Sono 31 (24 ospedali e 7 consultori) le strutture sanitarie in Italia con il 100% di obiettori di coscienza per medici ginecologi, anestesisti, infermieri o OSS. Quasi 50 quelli con una percentuale superiore al 90% e oltre 80 quelli con un tasso di obiezione superiore all’80%. È quanto emerge dall’indagine aggiornata di Chiara Lalli, docente di Storia della Medicina, e di Sonia Montegiove, informatica e giornalista, per il libro “Mai Dati, Dati aperti (sulla 194) – Perché ci servono e perché ci servono per scegliere”.

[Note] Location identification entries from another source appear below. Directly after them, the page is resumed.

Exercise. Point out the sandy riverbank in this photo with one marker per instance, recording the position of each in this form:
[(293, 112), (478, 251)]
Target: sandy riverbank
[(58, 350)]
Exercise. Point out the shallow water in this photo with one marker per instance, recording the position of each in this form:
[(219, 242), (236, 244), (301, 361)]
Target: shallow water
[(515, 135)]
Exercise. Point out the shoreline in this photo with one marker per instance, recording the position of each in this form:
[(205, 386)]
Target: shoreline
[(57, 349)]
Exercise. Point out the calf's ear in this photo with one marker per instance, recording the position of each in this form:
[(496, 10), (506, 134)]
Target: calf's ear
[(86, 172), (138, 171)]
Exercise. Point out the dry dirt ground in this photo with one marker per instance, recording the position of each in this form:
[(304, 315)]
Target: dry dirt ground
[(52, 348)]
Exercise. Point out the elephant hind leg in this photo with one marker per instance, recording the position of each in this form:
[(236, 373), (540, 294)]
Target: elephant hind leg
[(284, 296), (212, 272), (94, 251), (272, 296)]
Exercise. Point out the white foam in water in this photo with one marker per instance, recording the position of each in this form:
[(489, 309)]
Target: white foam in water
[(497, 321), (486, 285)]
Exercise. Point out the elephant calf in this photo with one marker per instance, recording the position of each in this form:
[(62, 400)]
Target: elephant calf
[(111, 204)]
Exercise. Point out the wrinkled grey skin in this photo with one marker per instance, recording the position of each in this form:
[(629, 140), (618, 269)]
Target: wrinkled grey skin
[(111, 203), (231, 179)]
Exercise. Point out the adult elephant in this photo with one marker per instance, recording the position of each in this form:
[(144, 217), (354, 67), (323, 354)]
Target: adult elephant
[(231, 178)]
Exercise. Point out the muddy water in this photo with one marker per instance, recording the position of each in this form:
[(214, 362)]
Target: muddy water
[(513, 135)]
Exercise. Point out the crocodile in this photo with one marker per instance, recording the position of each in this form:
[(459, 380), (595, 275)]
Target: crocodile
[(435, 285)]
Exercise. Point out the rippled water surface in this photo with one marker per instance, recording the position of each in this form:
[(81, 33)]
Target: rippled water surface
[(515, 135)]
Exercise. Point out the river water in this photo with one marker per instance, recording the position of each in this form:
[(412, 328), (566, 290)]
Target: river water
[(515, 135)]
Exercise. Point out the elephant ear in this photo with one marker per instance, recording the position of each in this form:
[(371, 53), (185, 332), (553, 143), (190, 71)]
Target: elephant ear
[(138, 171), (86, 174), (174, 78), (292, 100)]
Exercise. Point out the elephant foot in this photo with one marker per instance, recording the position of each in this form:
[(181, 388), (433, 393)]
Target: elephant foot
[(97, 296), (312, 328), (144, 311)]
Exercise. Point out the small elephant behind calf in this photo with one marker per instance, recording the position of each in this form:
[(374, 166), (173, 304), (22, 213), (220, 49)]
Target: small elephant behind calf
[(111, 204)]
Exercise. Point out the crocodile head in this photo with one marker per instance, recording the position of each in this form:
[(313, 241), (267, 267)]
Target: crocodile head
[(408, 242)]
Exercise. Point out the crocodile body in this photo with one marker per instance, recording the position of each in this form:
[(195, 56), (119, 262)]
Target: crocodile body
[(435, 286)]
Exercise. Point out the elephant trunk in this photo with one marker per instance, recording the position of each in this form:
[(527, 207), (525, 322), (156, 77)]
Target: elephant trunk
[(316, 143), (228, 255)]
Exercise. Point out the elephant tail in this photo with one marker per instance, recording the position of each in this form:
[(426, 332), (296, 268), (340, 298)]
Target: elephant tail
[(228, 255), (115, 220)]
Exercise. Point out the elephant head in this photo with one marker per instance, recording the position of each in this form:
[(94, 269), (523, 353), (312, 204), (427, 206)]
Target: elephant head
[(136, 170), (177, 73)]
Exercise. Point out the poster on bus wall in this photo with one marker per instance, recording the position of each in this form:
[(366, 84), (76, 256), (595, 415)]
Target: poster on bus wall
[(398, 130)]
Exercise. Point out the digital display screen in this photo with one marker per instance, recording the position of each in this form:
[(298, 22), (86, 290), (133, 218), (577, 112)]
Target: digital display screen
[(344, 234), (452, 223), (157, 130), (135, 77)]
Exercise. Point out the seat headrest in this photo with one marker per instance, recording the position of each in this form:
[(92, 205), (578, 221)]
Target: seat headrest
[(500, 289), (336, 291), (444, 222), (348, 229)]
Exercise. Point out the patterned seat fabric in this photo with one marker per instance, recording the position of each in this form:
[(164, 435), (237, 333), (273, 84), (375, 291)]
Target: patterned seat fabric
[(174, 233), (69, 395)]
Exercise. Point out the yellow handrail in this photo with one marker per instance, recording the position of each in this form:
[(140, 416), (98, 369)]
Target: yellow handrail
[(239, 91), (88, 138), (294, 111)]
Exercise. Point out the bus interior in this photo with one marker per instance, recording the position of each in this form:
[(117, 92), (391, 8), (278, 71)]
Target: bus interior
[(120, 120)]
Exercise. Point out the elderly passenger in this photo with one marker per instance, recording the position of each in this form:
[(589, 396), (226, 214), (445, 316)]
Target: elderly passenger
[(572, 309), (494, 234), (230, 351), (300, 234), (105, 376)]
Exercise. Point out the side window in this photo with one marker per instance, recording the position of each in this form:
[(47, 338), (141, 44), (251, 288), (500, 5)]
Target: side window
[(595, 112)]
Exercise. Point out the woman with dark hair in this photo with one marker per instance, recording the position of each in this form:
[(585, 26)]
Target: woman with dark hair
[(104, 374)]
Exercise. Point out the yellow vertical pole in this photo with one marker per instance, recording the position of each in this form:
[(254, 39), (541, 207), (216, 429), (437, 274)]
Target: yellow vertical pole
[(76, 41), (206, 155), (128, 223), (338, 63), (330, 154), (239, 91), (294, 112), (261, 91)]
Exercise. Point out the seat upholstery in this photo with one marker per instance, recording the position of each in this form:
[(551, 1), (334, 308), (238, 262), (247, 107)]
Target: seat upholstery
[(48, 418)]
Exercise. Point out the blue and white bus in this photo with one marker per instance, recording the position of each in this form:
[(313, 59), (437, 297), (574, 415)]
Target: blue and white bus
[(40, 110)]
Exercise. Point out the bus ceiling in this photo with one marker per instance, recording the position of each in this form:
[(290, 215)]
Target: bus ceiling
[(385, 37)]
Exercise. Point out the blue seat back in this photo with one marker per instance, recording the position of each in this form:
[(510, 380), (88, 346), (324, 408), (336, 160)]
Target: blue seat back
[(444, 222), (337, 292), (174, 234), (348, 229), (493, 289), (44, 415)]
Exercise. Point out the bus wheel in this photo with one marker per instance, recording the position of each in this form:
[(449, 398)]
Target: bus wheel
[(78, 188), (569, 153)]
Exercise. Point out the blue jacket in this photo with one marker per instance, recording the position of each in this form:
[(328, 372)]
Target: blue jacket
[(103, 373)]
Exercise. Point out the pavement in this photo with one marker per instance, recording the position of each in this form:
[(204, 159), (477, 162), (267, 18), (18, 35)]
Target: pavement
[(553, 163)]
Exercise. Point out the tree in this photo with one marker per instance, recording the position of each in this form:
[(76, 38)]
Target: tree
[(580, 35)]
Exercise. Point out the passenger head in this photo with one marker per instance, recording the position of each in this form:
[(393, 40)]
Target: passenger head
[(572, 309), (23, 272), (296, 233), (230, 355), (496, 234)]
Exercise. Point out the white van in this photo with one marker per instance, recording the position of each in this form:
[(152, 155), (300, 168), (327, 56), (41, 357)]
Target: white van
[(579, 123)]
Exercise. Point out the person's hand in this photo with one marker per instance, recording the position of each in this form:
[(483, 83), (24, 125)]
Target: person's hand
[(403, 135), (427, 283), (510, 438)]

La ricerca ha evidenziato ciò che la Relazione ministeriale non fa emergere, pubblicando i dati chiusi e aggregati per Regione. Inoltre l’ultima Relazione del Ministero della salute, presentata al parlamento lo scorso anno, si riferisce ai dati definitivi relativi al 2019.

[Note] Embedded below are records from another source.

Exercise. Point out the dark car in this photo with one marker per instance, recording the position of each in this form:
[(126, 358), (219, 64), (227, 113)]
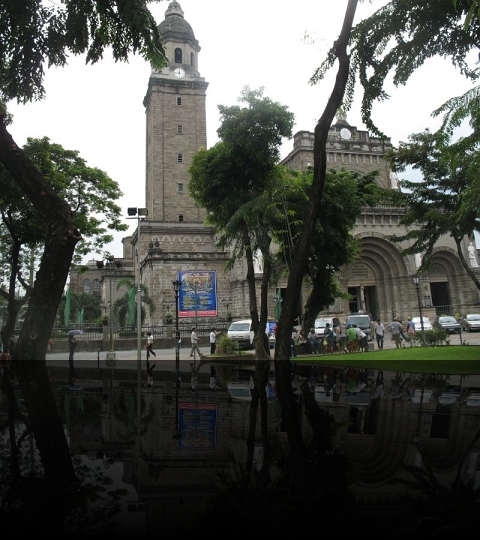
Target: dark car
[(448, 323)]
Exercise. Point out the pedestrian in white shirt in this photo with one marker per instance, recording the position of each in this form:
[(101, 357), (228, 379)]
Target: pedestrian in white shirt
[(194, 341), (213, 341)]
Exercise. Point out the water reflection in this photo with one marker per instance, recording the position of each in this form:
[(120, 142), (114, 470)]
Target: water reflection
[(388, 423)]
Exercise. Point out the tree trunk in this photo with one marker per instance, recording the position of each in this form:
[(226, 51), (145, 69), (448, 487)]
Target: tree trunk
[(28, 356), (299, 265)]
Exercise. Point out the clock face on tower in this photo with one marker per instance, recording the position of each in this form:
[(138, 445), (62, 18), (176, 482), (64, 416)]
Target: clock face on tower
[(179, 73)]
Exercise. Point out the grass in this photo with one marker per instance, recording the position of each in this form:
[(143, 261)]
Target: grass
[(448, 360)]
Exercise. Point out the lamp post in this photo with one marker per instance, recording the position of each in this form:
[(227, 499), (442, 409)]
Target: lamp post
[(176, 287), (139, 214), (110, 265), (416, 280)]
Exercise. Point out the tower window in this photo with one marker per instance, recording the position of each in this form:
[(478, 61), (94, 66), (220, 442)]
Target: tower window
[(96, 287)]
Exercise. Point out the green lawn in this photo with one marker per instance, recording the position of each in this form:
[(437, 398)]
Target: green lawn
[(452, 360)]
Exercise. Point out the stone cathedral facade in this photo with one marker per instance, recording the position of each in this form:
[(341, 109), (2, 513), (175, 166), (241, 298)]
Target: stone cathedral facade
[(174, 239)]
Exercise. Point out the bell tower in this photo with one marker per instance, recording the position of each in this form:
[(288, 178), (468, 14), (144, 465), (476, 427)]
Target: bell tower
[(174, 238), (175, 123)]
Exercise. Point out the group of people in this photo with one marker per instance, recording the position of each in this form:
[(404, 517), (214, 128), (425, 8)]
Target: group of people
[(396, 328), (329, 342)]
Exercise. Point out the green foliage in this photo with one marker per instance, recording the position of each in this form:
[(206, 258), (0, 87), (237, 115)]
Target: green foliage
[(398, 39), (121, 306), (36, 35), (333, 244), (446, 201)]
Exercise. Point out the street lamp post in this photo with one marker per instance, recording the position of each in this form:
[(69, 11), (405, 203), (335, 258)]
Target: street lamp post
[(416, 280), (139, 214), (110, 265), (176, 287)]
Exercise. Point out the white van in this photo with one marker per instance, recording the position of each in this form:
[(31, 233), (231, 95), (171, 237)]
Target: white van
[(242, 333)]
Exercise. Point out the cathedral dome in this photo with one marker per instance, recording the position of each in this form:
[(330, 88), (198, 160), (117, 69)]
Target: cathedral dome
[(175, 27)]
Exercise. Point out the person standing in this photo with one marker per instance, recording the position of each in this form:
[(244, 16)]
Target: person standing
[(213, 341), (149, 373), (313, 342), (194, 341), (213, 378), (410, 330), (72, 345), (402, 334), (328, 337), (150, 345), (395, 327), (352, 342), (380, 334)]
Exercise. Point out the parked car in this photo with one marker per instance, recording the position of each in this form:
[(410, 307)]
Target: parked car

“L’indagine Mai dati – si legge su Il Sole – ci dice che la valutazione del numero degli obiettori e dei non obiettori è troppo spesso molto lontana dalla realtà”, dichiarano Chiara Lalli e Sonia Montegiove. “Dobbiamo infatti sapere, tra i non obiettori, chi esegue realmente le IVG (in alcuni ospedali alcuni non obiettori eseguono solo ecografie, oppure ci sono non obiettori che lavorano in ospedali nei quali non esiste il servizio IVG, e quindi non ne eseguono). La percentuale nazionale di ginecologi non obiettori di coscienza (che secondo la Relazione è del 33%) deve, dunque, essere ulteriormente ridotta perché non tutti i non obiettori eseguono IVG. Non basta conoscere la percentuale media degli obiettori per regione per sapere se l’accesso all’IVG è davvero garantito in una determinata struttura sanitaria. Perché ottenere un aborto è un servizio medico e non può essere una caccia al tesoro”.

L’indagine di Lalli e Montegiove evidenzia come l’ultima Relazione sulla stessa legge del Ministero della salute e i dati in essa contenuti, relativi al 2019, restituiscono una fotografia poco utile, sfocata, parziale di quanto avviene realmente nelle strutture ospedaliere del nostro Paese. Di fatto, sia il ritardo nella presentazione, sia gli indicatori e le modalità di pubblicazione dei dati (chiusi e aggregati), rendono la relazione un’osservazione passiva e neanche tanto veritiera della realtà.

Questo si traduce in un mancato miglioramento.